Page 1 of 1

Massive CPU Spikes for 15 min affecting performance

Posted: Wed Jul 01, 2015 8:28 pm
by iraba
Hi there

System Profile:
profile.zip
Linux Centos 6.6:

Code: Select all

root@nagios:~ $ uname -ra
Linux nagios 2.6.32-504.12.2.el6.i686 #1 SMP Wed Mar 11 19:05:53 UTC 2015 i686 i686 i386 GNU/Linux
Manual Install, nothing strange that I know of. But I did inherit the system so there maybe 'modifications'?

I posted initally under a different account: https://support.nagios.com/forum/viewto ... =6&t=32785

I've freed up more space so MYSQL sin't throwing errors anymore. But I'm sill getting the CPU spike but less frequently.

I hacked together a script to log the processes that are on the CPU every 2 secs when a spike starts:

Code: Select all

#!/bin/bash

load_threshold=2
end=$((SECONDS+86400))

while [ $SECONDS -lt $end ]; do
        loadavg=$(cat /proc/loadavg | awk '{print $1}' | cut -c1)
        if [ $loadavg -gt $load_threshold ]
        then
                date >> cpu.log
                ps aruxw | awk 'NR>1'| awk '{print $1, $3, $5, $9, $10, $11, $12, $13, $14, $15, $16, $17, $18, $19}' >> cpu.log

        fi
        sleep 2s
        :
done
I've attached a partial log of the output called on-cpu.log
on-cpu.log
There are large gaps of 5 mins where this script should have collected data but nothing responded. I looks like it maybe has something to do with Postgres? Or jbd2? But I'm not seeing any high iowait times...

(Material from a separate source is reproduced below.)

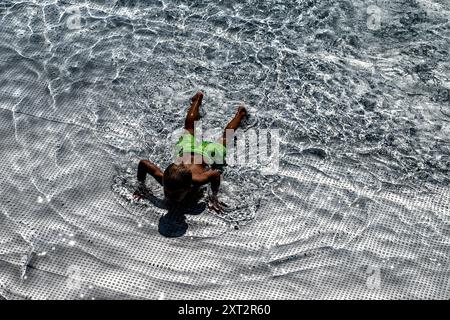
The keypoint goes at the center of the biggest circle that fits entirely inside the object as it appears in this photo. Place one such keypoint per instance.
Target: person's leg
(233, 124)
(193, 112)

Load graph from the Nagios GUI:
load spikes.png
As the 15min load jump is almost instantaneous at the start (and exactly the same values for 15 mins) I think the check isn't getting done at all until the end of the spike and 'fills in' the values from the current load.

Thanks,
Ira.

Re: Massive CPU Spikes for 15 min affecting performance

Posted: Thu Jul 02, 2015 9:46 am
by abrist
You have a large number of handle_nagioscore_event scripts running:

Code: Select all

/usr/bin/php /usr/local/nagiosxi/scripts/handle_nagioscore_event.php --handler-type=service --host=xxx --service=LANDATA 
I assume there are plenty of these at all times:

Code: Select all

ps -aef | grep handle_nagioscore_event | wc -l
And they are using much load.
Do you use a global event handler? Do you have event handlers set on many objects?
I have noticed some odd behavior in the past where if event handlers were enabled on a template, but no event handler was selected, checks using the template would load spike with the handle_nagioscore_event.php script. If you do not use events, could you try turning off event handlers on the templates: xiwizard_generic_host and xiwizard_generic_service?